As to why: because it's more explicit (no pun intended). It's better for the eye and the brain if you have some visual indication about the type of the literal.

why bother adding the f (to make a floating point literal) where a double will be cast to a float anyway?

For example, because double and float have different precision. Since floating-point is weird and often unintuitive, it is possible that the conversion from double to float (which is lossy) will result in a value that is different from what you actually want if you don't specify the float type manually.

  • Do you have an example where the implicit conversion from a double to float would be different from specifying the same literal with an `f`? I have a hard time believing that it could differ. – Kevin May 27 '14 at 21:40
  • @Kevin See #3 [here](http://stackoverflow.com/questions/7662109/should-we-generally-use-float-literals-for-floats-instead-of-the-simpler-double#comment9311634_7662804). – The Paramagnetic Croissant May 27 '14 at 21:48
  • Croissant and @Kevin - #3 [there](http://stackoverflow.com/questions/7662109/should-we-generally-use-float-literals-for-floats-instead-of-the-simpler-double#comment9311634_7662804) is *not* the requested example-- that's just an example where double->float->double results in a value different from the original double, which is easy. What you're describing here is much less common, if it happens at all-- it's where `(float)` is different from `f`. Whether this can happen might be dependent on the compiler's implementation of parsing literals; I'm not sure. – Don Hatch Jul 27 '17 at 02:07
  • @Kevin Here's your example: (float)1.0000000596046448 is not the same as 1.0000000596046448f.

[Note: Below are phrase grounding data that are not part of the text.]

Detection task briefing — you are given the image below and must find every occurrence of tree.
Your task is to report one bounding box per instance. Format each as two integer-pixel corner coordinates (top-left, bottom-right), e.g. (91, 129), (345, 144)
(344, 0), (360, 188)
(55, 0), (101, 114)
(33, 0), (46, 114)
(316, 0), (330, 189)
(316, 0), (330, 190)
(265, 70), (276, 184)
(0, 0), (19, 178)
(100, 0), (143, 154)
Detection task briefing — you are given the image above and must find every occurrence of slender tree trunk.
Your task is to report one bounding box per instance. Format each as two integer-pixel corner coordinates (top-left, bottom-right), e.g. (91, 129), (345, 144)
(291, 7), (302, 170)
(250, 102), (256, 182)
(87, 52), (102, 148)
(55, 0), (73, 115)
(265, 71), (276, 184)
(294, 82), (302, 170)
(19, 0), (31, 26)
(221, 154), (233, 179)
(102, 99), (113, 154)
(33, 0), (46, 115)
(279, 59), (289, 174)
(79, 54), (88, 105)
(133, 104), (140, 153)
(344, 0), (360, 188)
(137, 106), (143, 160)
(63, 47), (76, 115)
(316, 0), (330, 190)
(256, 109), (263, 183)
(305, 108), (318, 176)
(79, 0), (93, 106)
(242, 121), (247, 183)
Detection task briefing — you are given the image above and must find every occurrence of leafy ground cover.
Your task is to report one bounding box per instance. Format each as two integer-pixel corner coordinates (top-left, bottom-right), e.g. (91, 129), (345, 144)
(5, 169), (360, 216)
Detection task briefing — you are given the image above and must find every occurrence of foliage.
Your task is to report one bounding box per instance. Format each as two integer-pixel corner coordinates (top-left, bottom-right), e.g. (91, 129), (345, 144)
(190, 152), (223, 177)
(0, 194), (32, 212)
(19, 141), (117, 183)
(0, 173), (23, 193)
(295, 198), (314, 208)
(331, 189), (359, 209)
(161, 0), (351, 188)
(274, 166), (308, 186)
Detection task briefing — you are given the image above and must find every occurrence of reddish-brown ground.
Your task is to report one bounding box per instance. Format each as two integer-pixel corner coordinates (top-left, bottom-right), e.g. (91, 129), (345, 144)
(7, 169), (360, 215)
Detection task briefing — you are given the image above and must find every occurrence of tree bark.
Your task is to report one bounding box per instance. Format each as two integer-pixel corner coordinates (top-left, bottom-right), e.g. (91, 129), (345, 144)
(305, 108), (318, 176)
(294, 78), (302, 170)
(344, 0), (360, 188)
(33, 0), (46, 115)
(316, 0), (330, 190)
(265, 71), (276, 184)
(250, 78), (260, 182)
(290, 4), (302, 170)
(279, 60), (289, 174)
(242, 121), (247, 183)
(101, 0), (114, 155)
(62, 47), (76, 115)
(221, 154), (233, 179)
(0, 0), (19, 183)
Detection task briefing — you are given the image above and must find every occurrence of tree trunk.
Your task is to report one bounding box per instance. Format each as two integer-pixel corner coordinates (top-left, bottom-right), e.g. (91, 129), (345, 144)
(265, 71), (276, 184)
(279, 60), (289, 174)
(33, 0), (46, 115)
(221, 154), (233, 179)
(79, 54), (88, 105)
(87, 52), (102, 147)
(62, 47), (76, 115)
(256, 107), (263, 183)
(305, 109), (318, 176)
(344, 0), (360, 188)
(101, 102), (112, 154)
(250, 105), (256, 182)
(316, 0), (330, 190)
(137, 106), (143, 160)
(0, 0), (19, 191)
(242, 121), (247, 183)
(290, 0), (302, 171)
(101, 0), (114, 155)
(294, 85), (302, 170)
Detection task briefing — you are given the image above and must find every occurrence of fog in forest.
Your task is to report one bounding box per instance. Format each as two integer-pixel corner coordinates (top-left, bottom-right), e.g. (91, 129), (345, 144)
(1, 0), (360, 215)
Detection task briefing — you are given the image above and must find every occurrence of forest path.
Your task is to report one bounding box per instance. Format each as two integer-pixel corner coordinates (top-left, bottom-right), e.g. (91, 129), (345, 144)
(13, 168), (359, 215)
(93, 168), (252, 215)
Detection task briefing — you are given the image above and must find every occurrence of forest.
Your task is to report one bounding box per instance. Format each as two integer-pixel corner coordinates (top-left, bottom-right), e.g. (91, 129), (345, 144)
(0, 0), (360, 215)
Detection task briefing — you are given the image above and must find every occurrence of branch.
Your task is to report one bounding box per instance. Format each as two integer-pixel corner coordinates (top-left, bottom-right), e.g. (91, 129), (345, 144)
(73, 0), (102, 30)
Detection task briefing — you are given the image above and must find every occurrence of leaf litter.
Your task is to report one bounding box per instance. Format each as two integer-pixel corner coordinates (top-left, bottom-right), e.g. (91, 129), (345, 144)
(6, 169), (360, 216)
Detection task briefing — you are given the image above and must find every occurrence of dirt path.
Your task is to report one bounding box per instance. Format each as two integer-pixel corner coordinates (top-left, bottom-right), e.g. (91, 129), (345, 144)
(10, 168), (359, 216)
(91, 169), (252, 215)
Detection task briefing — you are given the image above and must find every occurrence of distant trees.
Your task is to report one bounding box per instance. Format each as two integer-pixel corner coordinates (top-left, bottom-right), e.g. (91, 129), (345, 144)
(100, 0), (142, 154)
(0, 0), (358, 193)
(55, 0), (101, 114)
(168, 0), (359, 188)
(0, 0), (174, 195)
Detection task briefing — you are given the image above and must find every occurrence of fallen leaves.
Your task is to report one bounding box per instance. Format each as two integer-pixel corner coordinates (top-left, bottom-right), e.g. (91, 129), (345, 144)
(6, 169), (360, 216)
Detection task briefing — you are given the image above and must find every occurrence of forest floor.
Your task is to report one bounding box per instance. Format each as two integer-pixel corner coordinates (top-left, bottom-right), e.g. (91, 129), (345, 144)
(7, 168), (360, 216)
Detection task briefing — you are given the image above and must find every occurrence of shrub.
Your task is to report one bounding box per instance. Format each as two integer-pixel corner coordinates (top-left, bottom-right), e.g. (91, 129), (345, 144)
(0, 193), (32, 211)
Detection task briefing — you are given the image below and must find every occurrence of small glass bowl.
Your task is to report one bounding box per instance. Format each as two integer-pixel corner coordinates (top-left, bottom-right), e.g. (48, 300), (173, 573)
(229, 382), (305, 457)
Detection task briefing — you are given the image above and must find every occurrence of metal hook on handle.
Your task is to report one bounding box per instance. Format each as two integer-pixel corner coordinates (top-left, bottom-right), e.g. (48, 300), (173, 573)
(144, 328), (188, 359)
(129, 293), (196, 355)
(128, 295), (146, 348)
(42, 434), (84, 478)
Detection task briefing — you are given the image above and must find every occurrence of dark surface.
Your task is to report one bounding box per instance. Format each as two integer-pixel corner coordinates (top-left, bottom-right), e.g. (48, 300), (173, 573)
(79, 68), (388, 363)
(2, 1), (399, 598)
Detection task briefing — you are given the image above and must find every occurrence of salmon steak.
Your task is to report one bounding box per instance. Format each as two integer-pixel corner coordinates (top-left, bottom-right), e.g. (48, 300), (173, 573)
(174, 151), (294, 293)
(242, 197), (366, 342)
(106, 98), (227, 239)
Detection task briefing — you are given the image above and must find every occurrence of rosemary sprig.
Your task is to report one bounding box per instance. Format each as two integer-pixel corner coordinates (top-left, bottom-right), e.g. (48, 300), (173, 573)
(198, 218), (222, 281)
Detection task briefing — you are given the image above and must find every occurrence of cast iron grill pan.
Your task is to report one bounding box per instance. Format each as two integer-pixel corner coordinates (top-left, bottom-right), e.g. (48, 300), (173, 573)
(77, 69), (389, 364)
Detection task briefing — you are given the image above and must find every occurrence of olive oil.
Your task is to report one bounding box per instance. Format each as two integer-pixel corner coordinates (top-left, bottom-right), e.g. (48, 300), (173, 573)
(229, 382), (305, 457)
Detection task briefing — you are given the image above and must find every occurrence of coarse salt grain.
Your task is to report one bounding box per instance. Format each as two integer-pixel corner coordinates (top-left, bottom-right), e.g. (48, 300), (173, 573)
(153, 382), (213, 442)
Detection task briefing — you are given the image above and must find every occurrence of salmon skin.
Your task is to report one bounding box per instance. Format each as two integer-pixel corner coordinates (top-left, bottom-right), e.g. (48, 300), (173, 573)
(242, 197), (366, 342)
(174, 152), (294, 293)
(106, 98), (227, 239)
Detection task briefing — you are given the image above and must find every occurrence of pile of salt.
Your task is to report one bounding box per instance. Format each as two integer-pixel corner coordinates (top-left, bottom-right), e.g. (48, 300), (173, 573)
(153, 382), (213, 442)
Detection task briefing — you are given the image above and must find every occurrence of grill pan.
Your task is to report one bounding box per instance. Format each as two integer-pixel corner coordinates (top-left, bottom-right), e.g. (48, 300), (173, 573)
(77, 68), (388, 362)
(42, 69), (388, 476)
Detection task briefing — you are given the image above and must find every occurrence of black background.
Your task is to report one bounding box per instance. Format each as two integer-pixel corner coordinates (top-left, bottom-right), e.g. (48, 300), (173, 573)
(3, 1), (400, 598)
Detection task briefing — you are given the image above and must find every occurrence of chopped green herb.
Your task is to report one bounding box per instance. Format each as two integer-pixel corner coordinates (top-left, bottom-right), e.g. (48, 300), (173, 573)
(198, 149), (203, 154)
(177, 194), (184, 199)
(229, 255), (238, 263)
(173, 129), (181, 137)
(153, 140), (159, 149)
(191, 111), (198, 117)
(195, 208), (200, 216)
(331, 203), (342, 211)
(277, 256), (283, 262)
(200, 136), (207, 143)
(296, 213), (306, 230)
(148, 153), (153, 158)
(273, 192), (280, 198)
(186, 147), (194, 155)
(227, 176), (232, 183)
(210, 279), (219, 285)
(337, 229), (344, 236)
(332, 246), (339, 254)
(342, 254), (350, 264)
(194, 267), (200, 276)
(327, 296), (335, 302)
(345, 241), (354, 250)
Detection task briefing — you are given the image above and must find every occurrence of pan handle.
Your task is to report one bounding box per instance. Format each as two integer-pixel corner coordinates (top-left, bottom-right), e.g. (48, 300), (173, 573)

Roughly speaking, the former goes decimal->double->float resulting in rounding down twice, producing 1; whereas the latter goes directly decimal->float, which rounds up, to the next float higher than 1. – Don Hatch Jul 27 '17 at 03:03
0

In most cases, it's simply a matter of saying what you mean.

For example, you can certainly write:

#include <math.h>
...
const double sqrt_2 = sqrt(2);

and the compiler will generate an implicit conversion (note: not a cast) of the int value 2 to double before passing it to the sqrt function. So the call sqrt(2) is equivalent to sqrt(2.0), and will very likely generate exactly the same machine code.

But sqrt(2.0) is more explicit. It's (slightly) more immediately obvious to the reader that the argument is a floating-point value. For a non-standard function that takes a double argument, writing 2.0 rather than 2 could be much clearer.

And you're able to use an integer literal here only because the argument happens to be a whole number; sqrt(2.5) has to use a floating-point literal, and

My question would be this: Why would you use an integer literal in a context requiring a floating-point value? Doing so is mostly harmless, since the compiler will generate an implicit conversion, but what do you gain by writing 2 rather than 2.0? (I don't consider saving two keystrokes to be a significant benefit.)